Diyanet İşleri Başkanı Ali Erbaş’ın Ankara Hacı Bayram-ı Veli Camiinde, ‘Ramazan: Sabır ve İrade Eğitimi’ konulu Cuma hutbesi tartışmaları beraberinde getirdi. Erbaş’ın hutbede “Ey insanlar! İslam zinayı en büyük haramlardan kabul ediyor. Lûtîliği, eşcinselliği lanetliyor. Nedir bunun hikmeti. Hastalıkları beraberinde getirmesi ve nesli çürütmesi. Yılda yüzbinlerce insan gayri meşru ve nikâhsız hayatın İslami literatürdeki ismi zina olan bu büyük haramın sebep olduğu Hiv virüsüne maruz kalıyor. Geliniz, bu tür kötülüklerden insanları korumak için birlikte mücadele edelim” şeklindeki sözleri, Cumhurbaşkanı Erdoğan’ın da gündemindeydi.

Erdoğan şöyle dedi:

Diyanet İşleri Başkanlığı, devletin bir kurumudur. Ve başkanımız bir açıklama yaptı. Bu açıklamasıyla sadece inancının, ilminin, yürüttüğü görevin yerine getirmiştir. Söyledikleri de sonuna kadar doğrudur. Kendini bu sıfatlarla tanımayanlar için söz konusu ifadeler sadece bir görüşten ibarettir. Burada şu gerçeği çok net görmemiz lazım. Ülkemizde eğer İslam adına konuşması gereken biri varsa Diyanet işleri Başkanlığıdır. Ve Diyanet İşleri Başkanımız da herhangi bir konu dini noktada olduğunda çıkar hutbelerinde, nasihatlarinde gerekse kendilerini ziyarete gelenlere anlatma yetkilidir. Kalkıp bu Ankara Barosu'nun yetkisinde olan bir konu değildir. Herkes yerini haddini bilecek.

Ankara Barosu’nun açıklaması başta olmak üzere, üsluplar şahıs ve kurumu aşıp kasıtlı bir hal almıştır.
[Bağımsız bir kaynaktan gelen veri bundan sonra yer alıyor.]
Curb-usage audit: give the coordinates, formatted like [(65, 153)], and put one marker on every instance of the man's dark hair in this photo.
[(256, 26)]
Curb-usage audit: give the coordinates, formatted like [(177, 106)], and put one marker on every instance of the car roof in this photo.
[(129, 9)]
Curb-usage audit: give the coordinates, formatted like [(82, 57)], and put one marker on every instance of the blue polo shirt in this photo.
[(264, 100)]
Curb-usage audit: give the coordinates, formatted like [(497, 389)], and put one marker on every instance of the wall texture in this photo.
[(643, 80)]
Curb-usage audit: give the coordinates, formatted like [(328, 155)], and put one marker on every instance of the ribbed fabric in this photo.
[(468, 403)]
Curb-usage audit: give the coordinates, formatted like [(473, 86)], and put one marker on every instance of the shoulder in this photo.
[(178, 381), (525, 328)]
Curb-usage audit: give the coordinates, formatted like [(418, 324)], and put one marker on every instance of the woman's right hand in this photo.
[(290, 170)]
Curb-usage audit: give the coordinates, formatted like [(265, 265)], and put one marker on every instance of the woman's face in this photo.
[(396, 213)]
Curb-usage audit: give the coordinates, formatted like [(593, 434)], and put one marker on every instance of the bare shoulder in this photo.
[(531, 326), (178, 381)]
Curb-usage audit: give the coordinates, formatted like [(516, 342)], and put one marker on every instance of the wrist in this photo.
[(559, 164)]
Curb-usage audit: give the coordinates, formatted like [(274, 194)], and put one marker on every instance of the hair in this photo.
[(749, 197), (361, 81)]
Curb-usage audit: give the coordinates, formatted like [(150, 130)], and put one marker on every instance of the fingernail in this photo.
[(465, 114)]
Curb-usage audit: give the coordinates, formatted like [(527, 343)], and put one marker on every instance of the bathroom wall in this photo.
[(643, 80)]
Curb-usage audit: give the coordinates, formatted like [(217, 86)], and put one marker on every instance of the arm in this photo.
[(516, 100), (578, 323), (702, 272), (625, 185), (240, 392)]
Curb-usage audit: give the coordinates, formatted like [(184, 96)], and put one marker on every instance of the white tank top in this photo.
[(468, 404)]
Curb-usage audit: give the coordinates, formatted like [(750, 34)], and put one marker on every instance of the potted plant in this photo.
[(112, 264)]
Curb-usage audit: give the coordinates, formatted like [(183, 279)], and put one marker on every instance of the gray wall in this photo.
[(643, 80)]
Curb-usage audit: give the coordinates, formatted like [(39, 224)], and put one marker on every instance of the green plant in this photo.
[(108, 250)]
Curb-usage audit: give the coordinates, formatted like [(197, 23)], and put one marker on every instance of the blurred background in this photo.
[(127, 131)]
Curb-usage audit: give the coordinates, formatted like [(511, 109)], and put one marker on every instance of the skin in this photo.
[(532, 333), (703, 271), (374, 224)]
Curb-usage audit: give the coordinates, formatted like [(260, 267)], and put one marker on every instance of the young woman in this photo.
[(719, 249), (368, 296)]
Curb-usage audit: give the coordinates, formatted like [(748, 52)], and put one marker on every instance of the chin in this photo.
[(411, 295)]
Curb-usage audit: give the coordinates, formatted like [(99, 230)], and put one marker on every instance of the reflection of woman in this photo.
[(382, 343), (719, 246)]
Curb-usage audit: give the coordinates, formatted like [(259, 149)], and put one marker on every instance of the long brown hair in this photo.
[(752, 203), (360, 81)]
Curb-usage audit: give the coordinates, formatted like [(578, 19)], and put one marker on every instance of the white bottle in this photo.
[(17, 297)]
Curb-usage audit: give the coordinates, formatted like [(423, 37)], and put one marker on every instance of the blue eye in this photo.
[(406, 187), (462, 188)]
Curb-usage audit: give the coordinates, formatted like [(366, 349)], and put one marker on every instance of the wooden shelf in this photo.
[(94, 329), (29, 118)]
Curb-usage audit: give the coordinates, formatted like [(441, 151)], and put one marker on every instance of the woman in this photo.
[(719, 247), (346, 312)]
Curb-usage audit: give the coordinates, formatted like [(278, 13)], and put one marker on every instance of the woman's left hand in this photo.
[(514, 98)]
Diyanet İşleri Başkanımıza yapılan saldırı, devlete saldırıdır.

Faşizmin en ilkel halini yansıtan bu yaklaşımların ülkemizdeki varlığı, demokrasi, çoğulculuk ve inançlara saygı gibi şeylerin hala yerine oturmadığını gösteriyor. Halkçılık adına millet düşmanlığı, eşitlik adına sapkınlığı yücelten bu kişilerin adımları ifşa olmaktadır.